Q. If we are hiring a new, full-time employee who is also salaried at another company, are there any labor laws we need to be aware of that could be compromised if the new hire works over a certain number of hours or something like that?
A. This is an excellent question that often comes up in the context of nonexecutive employees working secondary jobs.
In general, employers are at leisure to prohibit employees from working second jobs, or “moonlighting.” However, sometimes there may be state off-duty conduct laws that prohibit an employer from disciplining or discharging an employee for taking part in legal off-duty conduct.
California has such a law. Specifically, California law makes it clear that it is unlawful for an employer to interfere with an employee’s off-duty activities. It is not possible to forbid employees from taking other jobs or pursuing hobbies, endeavors, projects, or other efforts while they are not at the workplace. (See California Labor Code § 96.)
So the short answer is that you may not prevent your employees from having another job. But you may wish to consider further whether prohibiting such moonlighting is the most effective path to ensuring their commitment to your primary business.

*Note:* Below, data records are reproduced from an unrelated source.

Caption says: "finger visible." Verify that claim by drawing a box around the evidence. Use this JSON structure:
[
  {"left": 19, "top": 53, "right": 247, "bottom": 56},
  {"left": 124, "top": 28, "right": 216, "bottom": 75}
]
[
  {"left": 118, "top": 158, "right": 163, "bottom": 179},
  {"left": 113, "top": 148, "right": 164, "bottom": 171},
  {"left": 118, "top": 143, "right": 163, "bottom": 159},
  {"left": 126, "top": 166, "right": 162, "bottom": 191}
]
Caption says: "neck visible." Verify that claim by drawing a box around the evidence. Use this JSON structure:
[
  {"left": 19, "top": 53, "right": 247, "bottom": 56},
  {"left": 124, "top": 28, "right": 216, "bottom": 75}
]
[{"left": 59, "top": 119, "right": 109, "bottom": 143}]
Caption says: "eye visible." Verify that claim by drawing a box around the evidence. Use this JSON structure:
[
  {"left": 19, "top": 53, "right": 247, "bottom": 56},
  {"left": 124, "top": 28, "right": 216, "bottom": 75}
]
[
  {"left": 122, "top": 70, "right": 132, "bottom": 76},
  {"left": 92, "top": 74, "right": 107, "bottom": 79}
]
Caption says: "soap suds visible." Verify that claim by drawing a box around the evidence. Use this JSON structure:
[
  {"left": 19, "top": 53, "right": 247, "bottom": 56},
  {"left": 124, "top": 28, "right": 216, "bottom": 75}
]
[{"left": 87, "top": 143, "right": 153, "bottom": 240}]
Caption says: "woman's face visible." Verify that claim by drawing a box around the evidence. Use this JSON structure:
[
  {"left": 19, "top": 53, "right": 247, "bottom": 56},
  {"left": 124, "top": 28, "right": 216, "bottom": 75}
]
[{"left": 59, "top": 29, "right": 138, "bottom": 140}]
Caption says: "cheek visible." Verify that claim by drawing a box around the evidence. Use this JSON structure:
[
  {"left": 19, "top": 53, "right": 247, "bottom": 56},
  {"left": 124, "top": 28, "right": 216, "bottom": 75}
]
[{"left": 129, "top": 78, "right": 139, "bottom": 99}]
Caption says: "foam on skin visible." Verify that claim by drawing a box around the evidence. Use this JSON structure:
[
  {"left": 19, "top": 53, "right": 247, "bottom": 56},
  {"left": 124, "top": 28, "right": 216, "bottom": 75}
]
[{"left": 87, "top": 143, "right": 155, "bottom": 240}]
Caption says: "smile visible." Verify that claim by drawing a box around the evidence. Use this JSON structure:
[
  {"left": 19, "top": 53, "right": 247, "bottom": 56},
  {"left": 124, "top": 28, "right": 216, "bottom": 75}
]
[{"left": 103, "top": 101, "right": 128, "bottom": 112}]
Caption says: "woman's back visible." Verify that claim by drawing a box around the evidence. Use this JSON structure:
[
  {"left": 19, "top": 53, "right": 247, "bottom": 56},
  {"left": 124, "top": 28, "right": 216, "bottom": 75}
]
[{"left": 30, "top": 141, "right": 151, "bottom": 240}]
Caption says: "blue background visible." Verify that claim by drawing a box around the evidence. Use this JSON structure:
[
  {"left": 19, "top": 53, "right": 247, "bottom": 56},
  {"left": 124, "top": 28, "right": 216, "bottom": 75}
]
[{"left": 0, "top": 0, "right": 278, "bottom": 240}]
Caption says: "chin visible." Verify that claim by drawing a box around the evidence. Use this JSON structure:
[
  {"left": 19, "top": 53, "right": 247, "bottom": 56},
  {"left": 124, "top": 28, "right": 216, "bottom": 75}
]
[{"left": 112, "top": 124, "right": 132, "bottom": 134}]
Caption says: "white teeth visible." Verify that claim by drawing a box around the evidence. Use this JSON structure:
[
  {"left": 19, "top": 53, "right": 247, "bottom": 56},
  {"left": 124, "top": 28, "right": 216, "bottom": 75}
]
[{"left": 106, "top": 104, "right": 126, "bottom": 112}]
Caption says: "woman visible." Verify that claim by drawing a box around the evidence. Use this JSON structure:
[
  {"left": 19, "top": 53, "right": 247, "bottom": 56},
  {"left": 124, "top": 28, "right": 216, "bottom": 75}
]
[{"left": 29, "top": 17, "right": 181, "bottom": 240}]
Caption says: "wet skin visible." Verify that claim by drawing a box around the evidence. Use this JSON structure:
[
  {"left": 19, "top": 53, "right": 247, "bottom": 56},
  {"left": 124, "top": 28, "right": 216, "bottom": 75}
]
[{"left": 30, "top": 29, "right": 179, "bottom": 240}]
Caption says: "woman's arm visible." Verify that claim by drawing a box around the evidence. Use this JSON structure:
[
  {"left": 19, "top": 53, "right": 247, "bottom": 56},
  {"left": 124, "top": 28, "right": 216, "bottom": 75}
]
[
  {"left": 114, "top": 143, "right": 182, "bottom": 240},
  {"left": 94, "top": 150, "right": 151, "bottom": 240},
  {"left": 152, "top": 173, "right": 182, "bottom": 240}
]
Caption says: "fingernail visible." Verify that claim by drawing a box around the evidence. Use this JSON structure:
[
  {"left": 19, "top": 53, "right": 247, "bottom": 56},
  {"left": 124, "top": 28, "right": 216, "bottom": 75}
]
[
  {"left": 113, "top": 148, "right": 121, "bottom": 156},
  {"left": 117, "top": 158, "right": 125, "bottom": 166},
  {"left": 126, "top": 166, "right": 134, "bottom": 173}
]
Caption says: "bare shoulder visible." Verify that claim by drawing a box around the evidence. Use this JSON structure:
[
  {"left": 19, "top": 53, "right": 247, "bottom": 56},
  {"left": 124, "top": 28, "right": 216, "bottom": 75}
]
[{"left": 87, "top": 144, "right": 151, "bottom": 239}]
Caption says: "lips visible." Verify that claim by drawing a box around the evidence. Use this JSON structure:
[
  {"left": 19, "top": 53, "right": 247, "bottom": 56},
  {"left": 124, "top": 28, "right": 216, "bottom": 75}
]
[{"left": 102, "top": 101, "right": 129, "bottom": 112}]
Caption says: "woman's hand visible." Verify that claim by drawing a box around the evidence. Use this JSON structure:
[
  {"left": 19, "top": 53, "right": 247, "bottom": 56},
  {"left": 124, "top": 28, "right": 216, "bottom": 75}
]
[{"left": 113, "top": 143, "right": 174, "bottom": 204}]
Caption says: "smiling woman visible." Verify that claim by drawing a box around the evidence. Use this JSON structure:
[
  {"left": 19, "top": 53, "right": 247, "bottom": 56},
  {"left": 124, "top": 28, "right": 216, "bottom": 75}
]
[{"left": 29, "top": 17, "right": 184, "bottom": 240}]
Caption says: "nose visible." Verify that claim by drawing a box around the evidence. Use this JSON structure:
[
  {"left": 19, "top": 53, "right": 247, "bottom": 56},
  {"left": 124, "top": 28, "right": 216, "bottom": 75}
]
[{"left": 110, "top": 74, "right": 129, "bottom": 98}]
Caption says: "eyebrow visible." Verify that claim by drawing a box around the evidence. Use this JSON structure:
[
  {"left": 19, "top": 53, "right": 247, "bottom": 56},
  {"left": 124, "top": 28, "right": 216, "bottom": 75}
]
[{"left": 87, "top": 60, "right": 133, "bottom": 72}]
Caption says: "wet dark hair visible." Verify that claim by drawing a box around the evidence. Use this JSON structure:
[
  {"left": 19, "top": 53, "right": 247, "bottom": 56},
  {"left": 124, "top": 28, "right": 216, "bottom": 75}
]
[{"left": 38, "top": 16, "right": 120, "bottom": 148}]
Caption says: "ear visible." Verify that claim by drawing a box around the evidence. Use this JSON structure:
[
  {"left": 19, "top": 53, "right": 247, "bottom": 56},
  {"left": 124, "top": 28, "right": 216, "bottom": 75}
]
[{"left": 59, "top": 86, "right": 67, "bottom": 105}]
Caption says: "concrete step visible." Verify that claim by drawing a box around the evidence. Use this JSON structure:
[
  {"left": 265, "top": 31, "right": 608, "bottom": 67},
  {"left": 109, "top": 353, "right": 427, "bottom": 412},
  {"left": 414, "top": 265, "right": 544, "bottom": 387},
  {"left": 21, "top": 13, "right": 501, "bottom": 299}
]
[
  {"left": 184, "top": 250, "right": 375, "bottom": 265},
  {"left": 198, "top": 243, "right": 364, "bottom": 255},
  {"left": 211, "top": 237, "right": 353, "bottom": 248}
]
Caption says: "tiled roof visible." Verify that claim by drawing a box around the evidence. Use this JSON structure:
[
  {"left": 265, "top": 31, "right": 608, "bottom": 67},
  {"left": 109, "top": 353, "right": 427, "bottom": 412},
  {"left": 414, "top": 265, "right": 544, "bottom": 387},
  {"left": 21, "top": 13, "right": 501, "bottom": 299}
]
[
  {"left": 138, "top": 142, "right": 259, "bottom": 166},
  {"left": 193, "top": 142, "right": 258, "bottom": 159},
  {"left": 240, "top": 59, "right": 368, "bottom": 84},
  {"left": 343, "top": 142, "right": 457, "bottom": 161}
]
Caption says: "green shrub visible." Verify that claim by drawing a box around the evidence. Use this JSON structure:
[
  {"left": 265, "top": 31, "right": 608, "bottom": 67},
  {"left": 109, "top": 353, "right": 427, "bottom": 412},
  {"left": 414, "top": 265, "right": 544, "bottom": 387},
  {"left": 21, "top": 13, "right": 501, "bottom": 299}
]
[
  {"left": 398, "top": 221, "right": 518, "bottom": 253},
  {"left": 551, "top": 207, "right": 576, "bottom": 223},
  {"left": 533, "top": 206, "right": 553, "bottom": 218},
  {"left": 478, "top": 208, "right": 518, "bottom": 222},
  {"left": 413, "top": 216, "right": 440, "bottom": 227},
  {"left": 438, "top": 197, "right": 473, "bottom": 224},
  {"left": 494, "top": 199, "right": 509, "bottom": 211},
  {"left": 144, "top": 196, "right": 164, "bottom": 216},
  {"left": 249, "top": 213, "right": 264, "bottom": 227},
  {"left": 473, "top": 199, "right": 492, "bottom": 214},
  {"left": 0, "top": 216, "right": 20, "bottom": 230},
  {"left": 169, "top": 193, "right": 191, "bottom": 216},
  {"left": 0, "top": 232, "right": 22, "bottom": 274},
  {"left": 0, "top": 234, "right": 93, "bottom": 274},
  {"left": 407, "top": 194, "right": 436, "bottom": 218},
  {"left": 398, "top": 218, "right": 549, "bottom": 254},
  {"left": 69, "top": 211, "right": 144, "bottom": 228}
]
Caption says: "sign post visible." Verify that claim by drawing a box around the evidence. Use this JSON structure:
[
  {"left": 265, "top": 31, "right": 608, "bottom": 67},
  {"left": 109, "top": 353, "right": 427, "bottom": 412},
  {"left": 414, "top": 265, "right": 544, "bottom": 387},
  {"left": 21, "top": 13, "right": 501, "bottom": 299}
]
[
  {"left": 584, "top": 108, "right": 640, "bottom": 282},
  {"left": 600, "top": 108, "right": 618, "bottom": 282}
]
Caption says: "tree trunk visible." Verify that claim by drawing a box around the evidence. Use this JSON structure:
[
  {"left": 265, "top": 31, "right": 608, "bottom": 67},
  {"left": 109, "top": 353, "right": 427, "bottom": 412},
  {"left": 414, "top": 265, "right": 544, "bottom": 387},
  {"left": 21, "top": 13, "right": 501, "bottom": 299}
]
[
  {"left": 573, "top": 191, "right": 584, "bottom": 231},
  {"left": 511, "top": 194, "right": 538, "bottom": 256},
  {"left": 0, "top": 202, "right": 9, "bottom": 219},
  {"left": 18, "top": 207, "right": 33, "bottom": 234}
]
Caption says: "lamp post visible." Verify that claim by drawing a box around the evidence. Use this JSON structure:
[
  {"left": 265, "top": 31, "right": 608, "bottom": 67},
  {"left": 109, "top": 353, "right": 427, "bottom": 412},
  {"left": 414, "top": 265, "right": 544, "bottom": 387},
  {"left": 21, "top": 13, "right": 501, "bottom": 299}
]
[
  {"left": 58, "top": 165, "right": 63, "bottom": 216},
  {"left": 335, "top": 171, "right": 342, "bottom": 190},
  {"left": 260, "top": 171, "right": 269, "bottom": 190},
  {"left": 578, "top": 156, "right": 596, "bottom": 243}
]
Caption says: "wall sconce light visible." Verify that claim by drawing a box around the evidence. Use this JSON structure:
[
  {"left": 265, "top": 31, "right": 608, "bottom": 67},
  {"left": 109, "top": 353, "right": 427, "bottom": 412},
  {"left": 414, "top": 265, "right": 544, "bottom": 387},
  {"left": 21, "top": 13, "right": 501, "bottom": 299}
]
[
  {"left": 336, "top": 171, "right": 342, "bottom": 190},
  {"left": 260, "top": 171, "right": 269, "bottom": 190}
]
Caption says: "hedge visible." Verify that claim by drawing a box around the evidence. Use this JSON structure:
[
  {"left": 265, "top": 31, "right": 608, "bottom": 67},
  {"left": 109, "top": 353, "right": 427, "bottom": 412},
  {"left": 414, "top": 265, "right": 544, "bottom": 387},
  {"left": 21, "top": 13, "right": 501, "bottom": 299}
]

We are aware of no law that restricts an employee’s work hours when working two full-time jobs in California. However, if an employee begins faltering on the requirement to be flexible and available to the business, then it may be preferable to address this situation as a performance problem when and if it occurs rather than imposing additional restrictions on (and risk losing) an employee who may be capable of meeting the demands of both businesses.